There will be four test sets in languages for which no training or development data were provided. No UD treebank for these languages was released prior to the shared task. Even the names of the languages are announced only one week before the test phase.
For each of the languages we are now providing:
- Its name and ISO 639 code
- A sample CoNLL-U file with gold-standard annotation of a few sentences that will not be included in the test data
- Partial statistics (tags, features, most frequent words and multi-word tokens) in the format known from the
stats.xmlfiles of the UD releases
- Language-specific files for
validate.py, the UD format validation tool (they include info on permitted “words with spaces”, if applicable)
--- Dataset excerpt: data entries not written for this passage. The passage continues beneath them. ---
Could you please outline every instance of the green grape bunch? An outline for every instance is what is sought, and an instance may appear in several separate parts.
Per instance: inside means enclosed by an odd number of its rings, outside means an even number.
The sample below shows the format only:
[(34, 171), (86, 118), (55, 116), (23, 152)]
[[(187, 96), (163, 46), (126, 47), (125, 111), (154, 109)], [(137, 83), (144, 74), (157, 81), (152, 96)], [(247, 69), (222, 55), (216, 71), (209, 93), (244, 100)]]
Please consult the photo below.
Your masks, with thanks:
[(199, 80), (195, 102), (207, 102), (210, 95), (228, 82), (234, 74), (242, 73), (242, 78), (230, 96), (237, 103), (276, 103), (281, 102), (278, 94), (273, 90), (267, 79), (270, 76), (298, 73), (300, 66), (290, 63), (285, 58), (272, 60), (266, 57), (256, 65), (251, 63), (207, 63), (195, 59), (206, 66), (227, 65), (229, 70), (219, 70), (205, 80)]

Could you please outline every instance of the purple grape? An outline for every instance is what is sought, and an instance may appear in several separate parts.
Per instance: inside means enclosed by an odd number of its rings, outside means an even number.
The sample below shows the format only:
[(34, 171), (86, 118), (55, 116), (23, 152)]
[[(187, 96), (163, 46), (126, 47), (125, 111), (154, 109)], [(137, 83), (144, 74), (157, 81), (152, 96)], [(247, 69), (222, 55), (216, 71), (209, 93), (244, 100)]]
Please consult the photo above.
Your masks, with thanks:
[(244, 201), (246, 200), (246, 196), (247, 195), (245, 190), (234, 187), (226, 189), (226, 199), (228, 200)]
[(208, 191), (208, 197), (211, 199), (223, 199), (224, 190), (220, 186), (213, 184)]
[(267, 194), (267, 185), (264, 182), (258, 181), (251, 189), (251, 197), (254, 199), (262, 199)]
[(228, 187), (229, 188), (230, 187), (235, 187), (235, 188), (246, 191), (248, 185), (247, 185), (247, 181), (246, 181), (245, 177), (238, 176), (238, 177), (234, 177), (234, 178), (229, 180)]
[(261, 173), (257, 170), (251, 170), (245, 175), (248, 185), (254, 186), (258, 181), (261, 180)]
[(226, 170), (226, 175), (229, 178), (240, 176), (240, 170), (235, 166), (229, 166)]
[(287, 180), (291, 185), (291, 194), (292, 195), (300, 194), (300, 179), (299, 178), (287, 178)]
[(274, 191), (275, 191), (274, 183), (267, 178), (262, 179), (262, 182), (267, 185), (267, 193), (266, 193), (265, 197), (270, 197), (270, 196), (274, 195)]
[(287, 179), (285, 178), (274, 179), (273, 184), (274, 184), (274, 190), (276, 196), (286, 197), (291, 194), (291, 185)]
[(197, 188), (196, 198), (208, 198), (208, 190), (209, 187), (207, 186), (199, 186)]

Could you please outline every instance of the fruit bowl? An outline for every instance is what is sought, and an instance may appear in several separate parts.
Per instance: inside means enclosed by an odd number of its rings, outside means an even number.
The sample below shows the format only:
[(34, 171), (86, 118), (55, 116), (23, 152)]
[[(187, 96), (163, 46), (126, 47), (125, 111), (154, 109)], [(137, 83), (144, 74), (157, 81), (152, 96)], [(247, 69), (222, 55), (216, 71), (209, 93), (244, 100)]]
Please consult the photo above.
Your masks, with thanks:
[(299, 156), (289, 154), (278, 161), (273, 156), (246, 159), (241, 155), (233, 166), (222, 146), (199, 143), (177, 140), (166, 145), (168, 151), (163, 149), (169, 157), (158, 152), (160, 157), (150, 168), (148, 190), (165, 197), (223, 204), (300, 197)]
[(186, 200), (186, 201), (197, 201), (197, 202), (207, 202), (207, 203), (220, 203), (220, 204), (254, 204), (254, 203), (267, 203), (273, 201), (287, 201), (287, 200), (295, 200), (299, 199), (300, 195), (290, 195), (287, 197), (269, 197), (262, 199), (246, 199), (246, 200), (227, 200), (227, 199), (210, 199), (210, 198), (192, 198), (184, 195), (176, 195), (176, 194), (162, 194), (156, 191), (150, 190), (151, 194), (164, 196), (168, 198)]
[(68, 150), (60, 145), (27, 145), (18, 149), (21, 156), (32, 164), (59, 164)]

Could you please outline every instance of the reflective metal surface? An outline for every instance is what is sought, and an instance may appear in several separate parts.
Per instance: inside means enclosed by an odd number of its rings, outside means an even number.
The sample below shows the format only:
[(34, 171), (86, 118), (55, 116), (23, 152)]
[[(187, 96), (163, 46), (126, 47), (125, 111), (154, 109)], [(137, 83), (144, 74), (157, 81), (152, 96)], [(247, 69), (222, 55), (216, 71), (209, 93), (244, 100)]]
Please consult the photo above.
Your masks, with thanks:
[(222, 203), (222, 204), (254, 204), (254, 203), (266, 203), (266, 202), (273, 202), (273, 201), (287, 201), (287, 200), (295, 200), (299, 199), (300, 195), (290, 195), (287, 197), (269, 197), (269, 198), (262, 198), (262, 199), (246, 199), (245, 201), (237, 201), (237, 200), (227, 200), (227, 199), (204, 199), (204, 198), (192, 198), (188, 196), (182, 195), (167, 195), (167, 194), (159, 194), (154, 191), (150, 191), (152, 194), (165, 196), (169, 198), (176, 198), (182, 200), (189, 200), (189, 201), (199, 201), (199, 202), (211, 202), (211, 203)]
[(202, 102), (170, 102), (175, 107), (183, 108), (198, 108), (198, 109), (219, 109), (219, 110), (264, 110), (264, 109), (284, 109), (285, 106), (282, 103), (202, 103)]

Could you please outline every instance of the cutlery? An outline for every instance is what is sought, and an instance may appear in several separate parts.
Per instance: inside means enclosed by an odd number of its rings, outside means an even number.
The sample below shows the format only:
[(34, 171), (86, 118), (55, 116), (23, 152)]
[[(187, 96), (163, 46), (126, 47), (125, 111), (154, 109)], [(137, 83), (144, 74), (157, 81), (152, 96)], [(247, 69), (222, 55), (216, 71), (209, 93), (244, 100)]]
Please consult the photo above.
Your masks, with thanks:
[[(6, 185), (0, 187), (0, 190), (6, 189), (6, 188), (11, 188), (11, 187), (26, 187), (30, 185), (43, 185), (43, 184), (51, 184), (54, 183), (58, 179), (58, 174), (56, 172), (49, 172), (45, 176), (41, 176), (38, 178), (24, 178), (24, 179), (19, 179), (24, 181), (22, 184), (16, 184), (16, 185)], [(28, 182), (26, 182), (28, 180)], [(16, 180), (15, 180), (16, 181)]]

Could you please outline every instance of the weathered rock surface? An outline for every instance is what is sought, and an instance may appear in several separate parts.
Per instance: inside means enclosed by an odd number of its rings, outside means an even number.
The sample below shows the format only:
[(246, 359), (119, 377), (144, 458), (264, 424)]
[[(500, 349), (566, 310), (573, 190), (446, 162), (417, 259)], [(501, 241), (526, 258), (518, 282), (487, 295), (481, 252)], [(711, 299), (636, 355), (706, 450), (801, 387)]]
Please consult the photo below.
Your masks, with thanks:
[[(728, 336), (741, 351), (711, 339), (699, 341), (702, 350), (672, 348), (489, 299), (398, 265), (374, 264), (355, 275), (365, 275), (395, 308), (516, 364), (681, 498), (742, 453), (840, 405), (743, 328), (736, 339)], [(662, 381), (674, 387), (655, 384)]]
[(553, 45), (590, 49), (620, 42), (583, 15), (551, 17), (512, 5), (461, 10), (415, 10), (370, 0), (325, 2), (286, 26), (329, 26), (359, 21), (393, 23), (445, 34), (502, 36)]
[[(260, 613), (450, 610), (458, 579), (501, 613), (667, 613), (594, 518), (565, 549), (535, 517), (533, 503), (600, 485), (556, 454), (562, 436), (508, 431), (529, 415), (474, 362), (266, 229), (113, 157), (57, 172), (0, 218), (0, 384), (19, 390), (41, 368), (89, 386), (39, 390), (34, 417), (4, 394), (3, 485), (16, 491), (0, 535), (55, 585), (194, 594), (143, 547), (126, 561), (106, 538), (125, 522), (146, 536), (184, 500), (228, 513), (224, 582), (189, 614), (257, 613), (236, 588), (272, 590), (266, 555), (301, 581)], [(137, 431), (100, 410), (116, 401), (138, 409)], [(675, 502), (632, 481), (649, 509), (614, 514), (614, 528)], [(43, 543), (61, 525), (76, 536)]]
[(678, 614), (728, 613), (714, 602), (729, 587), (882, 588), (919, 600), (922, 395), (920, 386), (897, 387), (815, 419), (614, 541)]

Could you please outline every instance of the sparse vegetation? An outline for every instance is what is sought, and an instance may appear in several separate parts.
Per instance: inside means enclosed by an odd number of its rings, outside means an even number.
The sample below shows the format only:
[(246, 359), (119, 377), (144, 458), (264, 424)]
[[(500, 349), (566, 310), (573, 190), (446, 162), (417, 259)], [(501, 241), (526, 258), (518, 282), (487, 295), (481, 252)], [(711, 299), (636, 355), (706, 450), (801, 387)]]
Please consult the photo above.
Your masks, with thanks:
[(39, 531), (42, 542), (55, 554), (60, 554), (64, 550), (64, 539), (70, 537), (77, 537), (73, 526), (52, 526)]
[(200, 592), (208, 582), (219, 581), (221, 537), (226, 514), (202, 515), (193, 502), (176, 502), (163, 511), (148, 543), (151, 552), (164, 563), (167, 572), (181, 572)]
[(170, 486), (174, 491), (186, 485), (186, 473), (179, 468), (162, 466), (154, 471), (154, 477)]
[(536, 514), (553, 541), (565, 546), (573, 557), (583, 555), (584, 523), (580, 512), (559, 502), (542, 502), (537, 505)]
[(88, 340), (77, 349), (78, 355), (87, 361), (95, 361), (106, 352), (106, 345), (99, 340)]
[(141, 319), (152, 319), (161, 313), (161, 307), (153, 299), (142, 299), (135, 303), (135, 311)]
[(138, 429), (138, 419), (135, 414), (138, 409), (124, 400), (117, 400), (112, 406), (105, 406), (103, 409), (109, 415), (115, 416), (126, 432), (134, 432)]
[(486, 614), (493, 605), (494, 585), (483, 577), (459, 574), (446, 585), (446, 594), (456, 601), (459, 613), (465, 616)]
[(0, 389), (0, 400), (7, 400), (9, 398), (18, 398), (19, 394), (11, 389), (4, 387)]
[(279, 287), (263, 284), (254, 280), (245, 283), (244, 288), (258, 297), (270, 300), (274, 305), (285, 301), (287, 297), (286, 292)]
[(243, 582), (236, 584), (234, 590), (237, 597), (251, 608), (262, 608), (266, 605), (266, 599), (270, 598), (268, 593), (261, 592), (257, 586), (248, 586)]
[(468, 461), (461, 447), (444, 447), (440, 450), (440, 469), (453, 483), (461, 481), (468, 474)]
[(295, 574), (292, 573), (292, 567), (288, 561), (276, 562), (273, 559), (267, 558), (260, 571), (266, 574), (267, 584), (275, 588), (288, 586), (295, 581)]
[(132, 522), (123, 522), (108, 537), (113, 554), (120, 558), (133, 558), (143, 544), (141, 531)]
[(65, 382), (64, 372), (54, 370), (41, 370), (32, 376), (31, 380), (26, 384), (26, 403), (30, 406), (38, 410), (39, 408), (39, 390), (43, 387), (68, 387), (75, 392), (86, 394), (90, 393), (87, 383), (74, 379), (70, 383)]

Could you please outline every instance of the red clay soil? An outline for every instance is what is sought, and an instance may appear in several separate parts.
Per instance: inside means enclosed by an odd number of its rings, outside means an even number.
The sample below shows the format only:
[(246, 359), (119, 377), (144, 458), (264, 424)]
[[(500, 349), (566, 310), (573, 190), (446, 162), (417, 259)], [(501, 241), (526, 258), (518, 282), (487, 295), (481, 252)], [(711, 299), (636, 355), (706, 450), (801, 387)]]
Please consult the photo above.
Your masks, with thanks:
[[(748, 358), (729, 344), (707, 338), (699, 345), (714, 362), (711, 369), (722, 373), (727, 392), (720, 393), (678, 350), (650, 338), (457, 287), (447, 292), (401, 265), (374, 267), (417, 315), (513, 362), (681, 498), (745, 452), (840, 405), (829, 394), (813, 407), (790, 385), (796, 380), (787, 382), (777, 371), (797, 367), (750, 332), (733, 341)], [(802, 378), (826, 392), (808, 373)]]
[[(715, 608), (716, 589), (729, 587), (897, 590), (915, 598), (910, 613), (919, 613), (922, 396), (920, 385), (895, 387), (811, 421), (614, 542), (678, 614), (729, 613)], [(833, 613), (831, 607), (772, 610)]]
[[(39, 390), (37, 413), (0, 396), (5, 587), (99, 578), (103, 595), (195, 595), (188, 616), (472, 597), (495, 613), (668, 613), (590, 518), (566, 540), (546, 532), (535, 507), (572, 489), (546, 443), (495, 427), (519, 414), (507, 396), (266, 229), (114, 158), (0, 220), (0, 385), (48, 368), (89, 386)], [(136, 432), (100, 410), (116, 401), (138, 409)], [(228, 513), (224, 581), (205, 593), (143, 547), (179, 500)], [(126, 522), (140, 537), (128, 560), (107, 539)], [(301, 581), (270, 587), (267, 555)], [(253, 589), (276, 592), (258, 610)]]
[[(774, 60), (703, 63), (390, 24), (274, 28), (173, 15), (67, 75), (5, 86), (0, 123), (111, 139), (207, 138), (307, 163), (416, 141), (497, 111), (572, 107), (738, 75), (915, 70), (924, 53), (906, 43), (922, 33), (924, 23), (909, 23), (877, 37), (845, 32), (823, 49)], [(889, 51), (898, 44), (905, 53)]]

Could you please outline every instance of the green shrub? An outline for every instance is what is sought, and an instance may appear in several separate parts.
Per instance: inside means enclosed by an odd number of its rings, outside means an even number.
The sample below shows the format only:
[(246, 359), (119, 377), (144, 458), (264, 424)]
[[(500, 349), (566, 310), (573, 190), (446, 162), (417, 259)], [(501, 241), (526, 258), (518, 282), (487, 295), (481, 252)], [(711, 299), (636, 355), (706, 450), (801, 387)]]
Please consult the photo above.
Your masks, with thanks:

- Crawled raw data from Wikipedia. Unlike the raw data for the normal languages, these are much smaller and come without any preprocessing except paragraph boundaries
All of the above for all four languages is temporarily available for download here (zipped archive, 11 MB).
Feel free to use all of the above in your model (that is, you can even “train” a parser on the sample sentences if it helps).
The test data will be available in two input formats, much like for the other languages: plain text and predicted segmentation+morphology by UDPipe. The main difference is that for the surprise languages, the UDPipe models for segmentation and morphology will be trained on the test data, using 10-fold cross-validation.
The surprise consists of the following languages:
An Altaic language spoken in eastern Russia (Buryat Republic), written in Cyrillic script.
Also known as Northern Kurdish. An Indo-European (Iranian) language spoken in eastern Turkey and surrounding areas, written in Latin script.
North Sámi (sme)
An Uralic language spoken in northern Norway, Sweden and Finland, written in Latin script.
Upper Sorbian (hsb)
An Indo-European (Slavic) language spoken in eastern Germany (Lusatia), written in Latin script.